Bacardi seeks four specific actions from the Court:

1) Reversal of the PTO decision by striking the Havana Club registration from the principal register on the grounds that the Cuban government failed to file the mandatory renewal application and declaration prior to the end of the statutory period in 1996, and failed to file a legally adequate renewal application in 2006, or alternatively, canceling that registration on the grounds that the U.S. Havana Club registration was fraudulently obtained, maintained, and renewed; that the registered mark was abandoned; and that the registered mark misrepresents the source of goods;

2) A declaration that Bacardi owns the common law rights in the Havana Club mark for rum, and that the Defendants has no common law or other rights in any mark incorporating or consisting of the words Havana Club;

3) A declaration that Bacardi’s use of the Havana Club mark does not infringe on any mark owned by the Cuban government or its joint venture partner or otherwise violate any enforceable rights of the Cuban government or a state-owned entity, because longstanding U.S. public policy and Section 211 of the Omnibus Consolidated and Emergency Supplemental Appropriations Act, passed by a bi-partisan Congress on Oct. 21, 1998, preclude recognition and enforcement of purported rights in a trademark or registration that are founded on the Cuban government’s expropriation of assets; and

4) An injunction prohibiting the Defendants from using or registering in the U.S. any mark incorporating or consisting of the words Havana Club and from interfering with Bacardi’s use and registration of the Havana Club mark.

“Following the U.S. government’s failure to uphold the protection of confiscated properties, the U.S. courts will now need to step in and recognize the rights of legitimate owners whose properties have been expropriated,” adds Sánchez.

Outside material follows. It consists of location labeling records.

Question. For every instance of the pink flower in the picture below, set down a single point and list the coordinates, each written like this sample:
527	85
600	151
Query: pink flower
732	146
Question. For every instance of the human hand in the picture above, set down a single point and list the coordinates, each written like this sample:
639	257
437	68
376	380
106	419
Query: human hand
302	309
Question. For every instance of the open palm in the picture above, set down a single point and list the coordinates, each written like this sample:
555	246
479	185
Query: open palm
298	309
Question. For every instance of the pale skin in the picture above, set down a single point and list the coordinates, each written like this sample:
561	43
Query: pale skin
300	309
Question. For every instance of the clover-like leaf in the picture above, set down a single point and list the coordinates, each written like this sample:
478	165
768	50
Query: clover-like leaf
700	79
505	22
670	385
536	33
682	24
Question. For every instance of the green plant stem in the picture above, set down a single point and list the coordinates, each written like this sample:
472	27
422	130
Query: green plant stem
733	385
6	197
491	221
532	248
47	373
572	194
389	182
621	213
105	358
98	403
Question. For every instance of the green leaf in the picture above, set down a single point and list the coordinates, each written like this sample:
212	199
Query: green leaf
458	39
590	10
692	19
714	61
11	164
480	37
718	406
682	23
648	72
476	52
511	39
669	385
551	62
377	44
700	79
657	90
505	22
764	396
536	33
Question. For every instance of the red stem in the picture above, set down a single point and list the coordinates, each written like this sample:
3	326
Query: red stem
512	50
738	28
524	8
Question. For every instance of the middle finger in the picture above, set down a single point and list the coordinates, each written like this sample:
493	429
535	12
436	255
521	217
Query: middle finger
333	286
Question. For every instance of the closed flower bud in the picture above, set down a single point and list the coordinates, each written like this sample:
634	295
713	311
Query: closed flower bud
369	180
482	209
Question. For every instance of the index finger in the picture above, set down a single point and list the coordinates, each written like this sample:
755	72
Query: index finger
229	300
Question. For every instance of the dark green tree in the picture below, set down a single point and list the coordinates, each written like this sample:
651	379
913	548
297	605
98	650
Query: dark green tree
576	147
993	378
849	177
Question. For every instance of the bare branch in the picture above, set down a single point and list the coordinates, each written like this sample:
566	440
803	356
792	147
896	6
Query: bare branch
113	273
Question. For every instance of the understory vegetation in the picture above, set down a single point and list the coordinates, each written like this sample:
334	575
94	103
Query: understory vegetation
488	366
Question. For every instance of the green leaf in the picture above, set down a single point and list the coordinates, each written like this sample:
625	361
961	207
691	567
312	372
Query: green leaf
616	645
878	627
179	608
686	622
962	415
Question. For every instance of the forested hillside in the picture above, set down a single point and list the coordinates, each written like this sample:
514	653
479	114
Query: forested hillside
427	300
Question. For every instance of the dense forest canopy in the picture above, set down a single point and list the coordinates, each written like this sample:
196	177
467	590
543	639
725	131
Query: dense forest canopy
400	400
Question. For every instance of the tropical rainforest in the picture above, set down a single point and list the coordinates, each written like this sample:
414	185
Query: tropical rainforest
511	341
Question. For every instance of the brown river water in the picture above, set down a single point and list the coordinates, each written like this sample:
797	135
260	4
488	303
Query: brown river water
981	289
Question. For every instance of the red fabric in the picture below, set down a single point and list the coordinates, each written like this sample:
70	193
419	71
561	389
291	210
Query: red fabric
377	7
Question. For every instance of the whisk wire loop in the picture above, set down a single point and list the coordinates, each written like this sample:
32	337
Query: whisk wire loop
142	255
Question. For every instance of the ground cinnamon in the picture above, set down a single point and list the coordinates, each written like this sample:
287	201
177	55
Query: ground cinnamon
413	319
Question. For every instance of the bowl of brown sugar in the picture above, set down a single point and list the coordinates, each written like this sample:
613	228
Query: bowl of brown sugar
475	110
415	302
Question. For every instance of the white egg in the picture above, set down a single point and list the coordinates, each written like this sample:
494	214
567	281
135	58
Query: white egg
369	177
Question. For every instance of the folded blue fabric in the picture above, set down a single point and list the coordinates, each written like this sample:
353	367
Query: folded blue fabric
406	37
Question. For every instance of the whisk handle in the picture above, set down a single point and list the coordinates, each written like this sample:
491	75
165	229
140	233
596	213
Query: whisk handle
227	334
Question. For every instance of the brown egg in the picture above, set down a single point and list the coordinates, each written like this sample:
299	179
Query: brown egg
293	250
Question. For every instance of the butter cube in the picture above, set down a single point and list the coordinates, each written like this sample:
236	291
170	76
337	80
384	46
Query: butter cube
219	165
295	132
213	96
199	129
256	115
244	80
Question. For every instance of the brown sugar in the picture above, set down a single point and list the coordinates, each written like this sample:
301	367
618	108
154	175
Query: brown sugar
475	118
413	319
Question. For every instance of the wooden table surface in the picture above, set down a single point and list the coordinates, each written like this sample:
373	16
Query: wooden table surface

On August 3, 2006, the PTO issued an office action that stated that the Cuban government’s registration of the Havana Club mark will be “cancelled / expired.” Because cancellation of the registration would provide equivalent relief that was sought in this matter, the D.C. District Court stayed the entire case on May 24, 2007, pending final resolution of the PTO office action. In January of this year, the PTO suddenly and unexpectedly reversed course and permitted the Cuba government to renew its Havana Club registration retroactively. Thus, Bacardi has no choice but to continue its efforts in the D.C. District Court to obtain cancellation of the Cuban government’s registration and protect Bacardi’s rights in the Havana Club mark in the United States.